新しい時代の天井システム「SZ耐震ルーバー天井システム typeG」
三洋工業株式会社が2026年5月29日に発売した新製品「SZ耐震ルーバー天井システム typeG」が、一般社団法人日本建築材料協会の主催する「建築・建材展大阪2026」において、最優秀賞にあたる「経済産業省製造産業局長賞」を受賞したことは、同社にとって大きな成果です。この受賞は、建築・建材分野における優れた製品や技術を顕彰するものであり、特に意匠性の高いルーバー天井と優れた耐震性能が評価された結果です。
ルーバー天井の今と課題
近年、商業施設、ホテル、大学、文化施設などの大空間では、質の高い空間演出が求められ、特に木目調のルーバーが人気を集めています。しかし、ルーバー天井は従来の耐震基準に合致させることが難しく、特定の天井が求められる建物では採用が厳しい状況でした。このため、三洋工業はこの課題に対処する新たなアプローチを採用しました。
新しい設計コンセプト
「SZ耐震ルーバー天井システム typeG」の設計は、ルーバーと天井下地を一体構造として捉えるという新しいコンセプトから生まれました。これにより、「意匠性」と「耐震性」を両立させることができるのです。
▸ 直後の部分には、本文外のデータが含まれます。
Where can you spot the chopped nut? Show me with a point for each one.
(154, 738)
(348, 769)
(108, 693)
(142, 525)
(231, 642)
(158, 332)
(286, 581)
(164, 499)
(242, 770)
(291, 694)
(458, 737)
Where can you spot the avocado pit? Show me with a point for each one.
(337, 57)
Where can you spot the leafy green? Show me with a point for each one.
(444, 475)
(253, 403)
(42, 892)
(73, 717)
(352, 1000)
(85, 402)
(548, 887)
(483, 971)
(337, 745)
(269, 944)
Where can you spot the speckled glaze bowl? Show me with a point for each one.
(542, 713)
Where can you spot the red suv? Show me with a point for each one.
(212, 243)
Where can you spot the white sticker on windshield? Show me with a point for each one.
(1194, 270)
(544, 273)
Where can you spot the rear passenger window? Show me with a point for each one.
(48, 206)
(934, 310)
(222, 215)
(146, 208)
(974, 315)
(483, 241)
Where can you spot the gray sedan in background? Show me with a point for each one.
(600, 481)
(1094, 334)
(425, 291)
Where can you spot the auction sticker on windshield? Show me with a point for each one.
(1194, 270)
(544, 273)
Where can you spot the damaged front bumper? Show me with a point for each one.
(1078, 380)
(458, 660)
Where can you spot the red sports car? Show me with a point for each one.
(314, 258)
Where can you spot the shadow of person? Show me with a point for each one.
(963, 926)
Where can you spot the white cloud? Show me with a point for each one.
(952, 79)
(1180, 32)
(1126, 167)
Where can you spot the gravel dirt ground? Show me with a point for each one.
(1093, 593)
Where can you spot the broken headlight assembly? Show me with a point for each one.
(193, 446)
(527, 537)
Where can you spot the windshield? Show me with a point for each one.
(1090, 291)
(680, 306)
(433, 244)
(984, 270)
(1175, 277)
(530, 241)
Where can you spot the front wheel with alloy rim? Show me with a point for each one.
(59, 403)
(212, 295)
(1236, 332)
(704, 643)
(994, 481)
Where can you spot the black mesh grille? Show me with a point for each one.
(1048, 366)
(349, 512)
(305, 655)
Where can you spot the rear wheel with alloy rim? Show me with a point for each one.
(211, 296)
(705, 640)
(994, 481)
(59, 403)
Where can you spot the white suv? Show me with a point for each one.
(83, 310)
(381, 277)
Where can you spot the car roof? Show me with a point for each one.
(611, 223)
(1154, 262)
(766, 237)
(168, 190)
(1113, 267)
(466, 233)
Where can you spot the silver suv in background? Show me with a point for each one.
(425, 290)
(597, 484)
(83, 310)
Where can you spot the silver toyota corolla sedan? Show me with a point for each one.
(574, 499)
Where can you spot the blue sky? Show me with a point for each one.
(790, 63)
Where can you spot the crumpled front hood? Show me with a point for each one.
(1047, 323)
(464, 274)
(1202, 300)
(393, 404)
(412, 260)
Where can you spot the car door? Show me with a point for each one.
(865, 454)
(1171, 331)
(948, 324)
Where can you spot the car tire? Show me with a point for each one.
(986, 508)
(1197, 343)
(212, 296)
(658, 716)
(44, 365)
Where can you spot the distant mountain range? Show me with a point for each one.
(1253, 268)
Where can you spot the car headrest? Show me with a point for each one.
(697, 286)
この製品は、以下の特徴を持ちます。
- - 準構造化天井として設計が可能
- - 大規模空間の特定天井にも対応
- - 木目シート貼りアルミルーバー「スカイマーカー typeWS」との組み合わせが可能
- - 木目調鋼製スタッド「WOCSS」とも組み合わせられる
- - 新形状ストリンガーとボルト固定式を採用
- - 実際の地震波を用いた加振試験で性能を確認
上質な空間デザインの実現
この製品は、ホテルや商業施設、公共施設など、多様なユースケースにおける上質な空間デザインを実現します。特に大規模空間において、従来の設計方法では難しかったルーバー天井の導入も可能となり、内装デザインの選択肢が広がります。
未来を見据えて
三洋工業は、将来的にもこの技術をさらに発展させ、多様なニーズに応える製品の開発を続けていくとしています。「SZ耐震ルーバー天井システム typeG」は、ただの建材としてだけではなく、空間そのものを創り上げるツールとして、今後の建築市場においてさらに重要な役割を果たすでしょう。これからも三洋工業の新しい技術に注目が集まることは間違いありません。